4. South Korea trapped in the middle

Pyongyang already poses an existential threat to South Korea. North Korea has anywhere between 2,500 and 5,000 tons of chemical weapons at its disposal already, and a barrage of artillery (as many as 21,000 pieces) continuously pointed at Seoul; some analysts estimate that amount of firepower could decimate Seoul (population: 10 million) in as little as two hours.

What is new for South Korea is its president, Moon Jae-in. Moon was elected in a special election this past May after his predecessor, the conservative Park Geun-hye, was impeached. During the last two conservative presidential administrations (Park and Lee Myung-bak), South Korea had followed America's lead and taken a hardline against Pyongyang, believing that isolating North Korea could weaken it. Having seen the wonders that plan has worked, Moon has opted to revive South Korea's “sunshine policy” from the late 1990s/early 2000s of constructive engagement with North Korea, which includes reestablishing lines of communication with Pyongyang (a proposal 77 percent of South Koreans support) and floating the possibility of economic cooperation with the Hermit Kingdom.

But improving relations with North Korea is far from simple. South Korea also has to balance its relationships with China and the U.S. China is a critical economic partner for South Korea; China accounts for almost a quarter of all South Korea's trade, and it is the single largest importer of South Korean exports. At the same time, South Korea has relied on American military protection since the 1950s, and given the part of the world it's situated in, it's smart to have the world's foremost military power in your corner. In fact, under U.S. President Barack Obama and South Korean President Park, the two countries agreed that the U.S. would install its THAAD anti-missile system in the country—a move China hates for fear that undercuts its own military leverage in Asia and that the technology could possibly be used to spy on their own military maneuvering. China has already responded with sanctions against select South Korean firms doing business in China and threatened more if THAAD's deployment continues—which Moon has said it will. And all this without South Korea doing much of anything beyond remaining North Korea's easiest target.

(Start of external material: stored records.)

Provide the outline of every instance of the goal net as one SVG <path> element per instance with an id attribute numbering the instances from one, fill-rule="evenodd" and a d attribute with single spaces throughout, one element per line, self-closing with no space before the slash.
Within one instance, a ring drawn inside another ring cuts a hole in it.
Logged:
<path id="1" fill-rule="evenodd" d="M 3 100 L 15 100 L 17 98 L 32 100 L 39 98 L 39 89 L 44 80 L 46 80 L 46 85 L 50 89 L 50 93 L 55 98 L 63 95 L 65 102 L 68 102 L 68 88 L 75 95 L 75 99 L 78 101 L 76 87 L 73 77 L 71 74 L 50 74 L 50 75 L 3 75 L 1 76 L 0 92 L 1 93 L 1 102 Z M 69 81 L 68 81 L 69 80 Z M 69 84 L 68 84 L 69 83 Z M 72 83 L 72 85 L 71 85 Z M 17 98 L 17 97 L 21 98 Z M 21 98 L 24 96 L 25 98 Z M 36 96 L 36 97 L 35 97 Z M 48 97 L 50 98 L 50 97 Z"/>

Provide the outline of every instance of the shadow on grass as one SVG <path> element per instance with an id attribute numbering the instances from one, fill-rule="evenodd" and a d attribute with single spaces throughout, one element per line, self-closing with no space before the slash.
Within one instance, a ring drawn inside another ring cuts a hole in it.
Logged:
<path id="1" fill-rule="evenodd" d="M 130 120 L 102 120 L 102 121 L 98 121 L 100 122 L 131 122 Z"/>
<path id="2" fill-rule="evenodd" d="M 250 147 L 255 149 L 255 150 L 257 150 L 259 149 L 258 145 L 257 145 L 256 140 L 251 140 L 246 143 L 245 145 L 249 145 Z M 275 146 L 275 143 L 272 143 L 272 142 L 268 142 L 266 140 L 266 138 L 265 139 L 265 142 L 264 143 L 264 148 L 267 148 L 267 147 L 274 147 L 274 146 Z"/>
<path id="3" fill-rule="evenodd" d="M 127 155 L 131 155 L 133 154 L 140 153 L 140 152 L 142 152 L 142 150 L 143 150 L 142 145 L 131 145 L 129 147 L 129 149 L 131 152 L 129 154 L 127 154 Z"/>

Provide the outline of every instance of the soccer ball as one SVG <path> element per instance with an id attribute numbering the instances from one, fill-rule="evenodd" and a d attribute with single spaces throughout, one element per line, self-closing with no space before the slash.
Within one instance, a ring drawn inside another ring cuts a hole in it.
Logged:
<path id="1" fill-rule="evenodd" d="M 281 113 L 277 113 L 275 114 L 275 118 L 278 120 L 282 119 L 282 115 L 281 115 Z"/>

5. A problem that defies solutions

To recap: the U.S. demands North Korea stop developing nuclear weapons and missiles Pyongyang keeps threatening to use on the U.S. North Korea continues to develop nuclear weapons and missiles to ensure its survival against an enemy it's so terrified of it keeps threatening to nuke it. China would like things to remain relatively calm and unchanged, and South Korea just want to be left alone (Japan too). If that wasn't bad enough, consider the principal actors involved: Donald Trump, Kim Jong-un, Chinese president Xi Jinping (who's heading into a political transition this fall, and though he's widely expected to continue on as president, the majority of China's other decisionmakers are expected to be swapped out under Communist Party rules), and a South Korean president who hasn't been in the job for even six months yet.

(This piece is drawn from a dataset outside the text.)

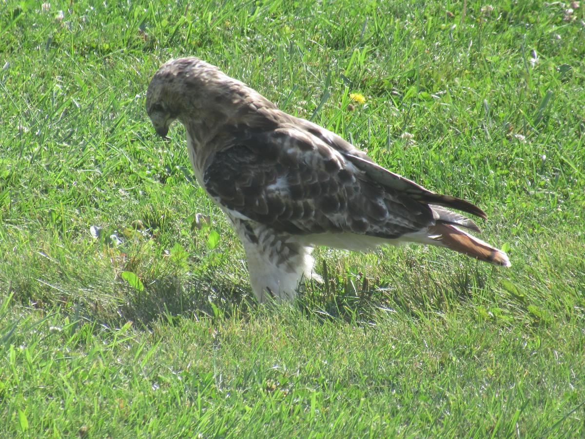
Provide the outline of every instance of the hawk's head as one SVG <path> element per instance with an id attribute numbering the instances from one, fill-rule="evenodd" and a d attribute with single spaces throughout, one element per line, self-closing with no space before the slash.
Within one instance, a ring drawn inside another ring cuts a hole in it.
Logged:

North Korea may be the single most difficult geopolitical challenge the world faces. Plenty of big time powers want opposing things, and all of them fear taking decisive action will leave them worse-off in the long run. Yet the longer no one does anything, the longer the problem festers, and at a certain point someone desperate will act, forcing everybody's hand. There's always a chance that cooler heads prevail and traditional diplomacy will work, but the world just hasn't had that type of luck lately.